Memory Savings Example
import mlx.core as mx
from parakeet_mlx import from_pretrained
model = from_pretrained("mlx-community/parakeet-tdt-0.6b-v3")
# For a 60-minute audio file without chunking:
# Full attention: ~8-12 GB peak memory
result_full = model.transcribe("long_audio.wav")
# Local attention: ~2-4 GB peak memory
model.encoder.set_attention_model("rel_pos_local_attn", (256, 256))
result_local = model.transcribe("long_audio.wav")
# Results are nearly identical in most cases
print(f"Full attention: {result_full.text}")
print(f"Local attention: {result_local.text}")
Technical Implementation
Local attention in Parakeet MLX uses custom Metal kernels for efficient computation on Apple Silicon:
# From attention.py:147-165
class RelPositionMultiHeadLocalAttention(RelPositionMultiHeadAttention):
def __init__(
self,
n_head: int,
n_feat: int,
bias: bool = True,
pos_bias_u: mx.array | None = None,
pos_bias_v: mx.array | None = None,
context_size: tuple[int, int] = (256, 256),
):
super().__init__(n_head, n_feat, bias, pos_bias_u, pos_bias_v)
self.context_size = context_size
if min(context_size) <= 0:
raise ValueError(
"Context size for RelPositionMultiHeadLocalAttention must be > 0."
)
Combining with Chunking
Local attention and chunking serve different purposes. Local attention optimizes memory during the forward pass, while chunking processes audio in segments. You can use both together for very long files.
from parakeet_mlx import from_pretrained
model = from_pretrained("mlx-community/parakeet-tdt-0.6b-v3")
# Use local attention for each chunk
model.encoder.set_attention_model("rel_pos_local_attn", (256, 256))
# Process in 2-minute chunks with 15-second overlap
result = model.transcribe(
"very_long_audio.wav",
chunk_duration=120,
overlap_duration=15,
)
print(result.text)
Switching Back to Full Attention
# Restore full attention
model.encoder.set_attention_model("rel_pos")
result = model.transcribe("audio.wav")
CLI Usage
Enable local attention from the command line:
# Use local attention with default context size (256, 256)

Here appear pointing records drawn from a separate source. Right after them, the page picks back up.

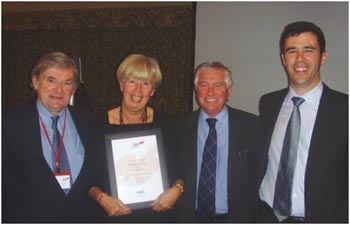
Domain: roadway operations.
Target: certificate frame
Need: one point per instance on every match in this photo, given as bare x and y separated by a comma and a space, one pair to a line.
127, 166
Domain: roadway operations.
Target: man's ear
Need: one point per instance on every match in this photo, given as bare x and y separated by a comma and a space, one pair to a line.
35, 82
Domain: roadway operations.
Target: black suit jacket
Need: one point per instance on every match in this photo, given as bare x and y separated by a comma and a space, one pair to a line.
326, 178
243, 130
30, 192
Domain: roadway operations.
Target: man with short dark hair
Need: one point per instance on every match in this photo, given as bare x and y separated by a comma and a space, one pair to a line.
304, 162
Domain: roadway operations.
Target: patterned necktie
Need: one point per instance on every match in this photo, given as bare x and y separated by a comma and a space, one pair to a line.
206, 186
63, 163
283, 189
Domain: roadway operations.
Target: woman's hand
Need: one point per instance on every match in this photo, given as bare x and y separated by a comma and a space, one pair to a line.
113, 206
167, 199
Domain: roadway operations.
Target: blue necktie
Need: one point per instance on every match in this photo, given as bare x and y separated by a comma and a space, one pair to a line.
206, 186
63, 164
283, 190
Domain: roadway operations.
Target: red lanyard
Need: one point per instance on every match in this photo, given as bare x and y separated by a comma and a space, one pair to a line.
59, 148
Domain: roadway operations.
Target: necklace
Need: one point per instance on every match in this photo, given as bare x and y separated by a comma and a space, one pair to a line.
121, 121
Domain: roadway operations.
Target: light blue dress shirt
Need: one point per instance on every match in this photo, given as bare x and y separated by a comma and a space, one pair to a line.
222, 129
308, 113
74, 148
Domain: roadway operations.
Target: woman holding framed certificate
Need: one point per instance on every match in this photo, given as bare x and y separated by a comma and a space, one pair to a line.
144, 179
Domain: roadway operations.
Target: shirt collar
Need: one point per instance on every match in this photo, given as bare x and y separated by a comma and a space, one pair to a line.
46, 114
314, 95
220, 116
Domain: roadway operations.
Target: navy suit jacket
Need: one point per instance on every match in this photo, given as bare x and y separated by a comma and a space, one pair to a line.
243, 133
30, 192
326, 178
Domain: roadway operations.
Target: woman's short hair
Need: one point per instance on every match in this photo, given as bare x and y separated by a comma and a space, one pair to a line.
140, 67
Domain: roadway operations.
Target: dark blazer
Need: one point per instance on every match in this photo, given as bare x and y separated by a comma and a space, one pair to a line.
30, 192
243, 130
326, 178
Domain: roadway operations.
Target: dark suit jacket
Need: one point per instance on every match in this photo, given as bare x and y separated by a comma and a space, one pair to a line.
30, 192
243, 130
326, 178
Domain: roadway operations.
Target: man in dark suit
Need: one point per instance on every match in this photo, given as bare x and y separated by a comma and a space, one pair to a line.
231, 198
319, 181
39, 184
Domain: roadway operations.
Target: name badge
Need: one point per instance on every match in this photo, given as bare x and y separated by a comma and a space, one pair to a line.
63, 179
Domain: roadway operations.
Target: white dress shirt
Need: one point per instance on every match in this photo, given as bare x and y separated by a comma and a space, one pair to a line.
308, 112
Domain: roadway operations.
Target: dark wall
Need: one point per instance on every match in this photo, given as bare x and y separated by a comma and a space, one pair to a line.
102, 38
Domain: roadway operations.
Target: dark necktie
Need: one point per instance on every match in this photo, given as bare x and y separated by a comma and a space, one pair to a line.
63, 163
283, 189
206, 186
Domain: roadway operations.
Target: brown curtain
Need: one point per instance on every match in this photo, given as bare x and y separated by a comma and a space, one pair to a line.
102, 38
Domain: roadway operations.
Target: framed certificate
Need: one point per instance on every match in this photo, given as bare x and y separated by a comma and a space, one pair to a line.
136, 166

parakeet-mlx audio.wav --local-attention
# Specify custom context size
parakeet-mlx audio.wav --local-attention --local-attention-context-size 512
# Environment variable
export PARAKEET_LOCAL_ATTENTION=true
export PARAKEET_LOCAL_ATTENTION_CTX=256
parakeet-mlx audio.wav
Time Complexity
- Full attention: O(n² · d) where n is sequence length, d is feature dimension
- Local attention: O(n · w · d) where w is context window size
Memory Complexity
- Full attention: O(n² · h) where h is number of heads
- Local attention: O(n · w · h)
Accuracy Impact
- For most speech, local context of 256 frames is sufficient
- Minimal degradation compared to full attention
- May affect very long-range dependencies (rare in speech)
Best Practices
- Default Context: Use
(256, 256) for most applications
- Long Audio: Enable local attention for files longer than 30 minutes
- Memory Constraints: Reduce context size to
(128, 128) if needed
- Quality Critical: Increase to
(512, 512) for maximum accuracy
- Benchmarking: Test on your specific audio to find optimal settings
Local attention is automatically enabled in streaming mode (transcribe_stream) to optimize real-time performance.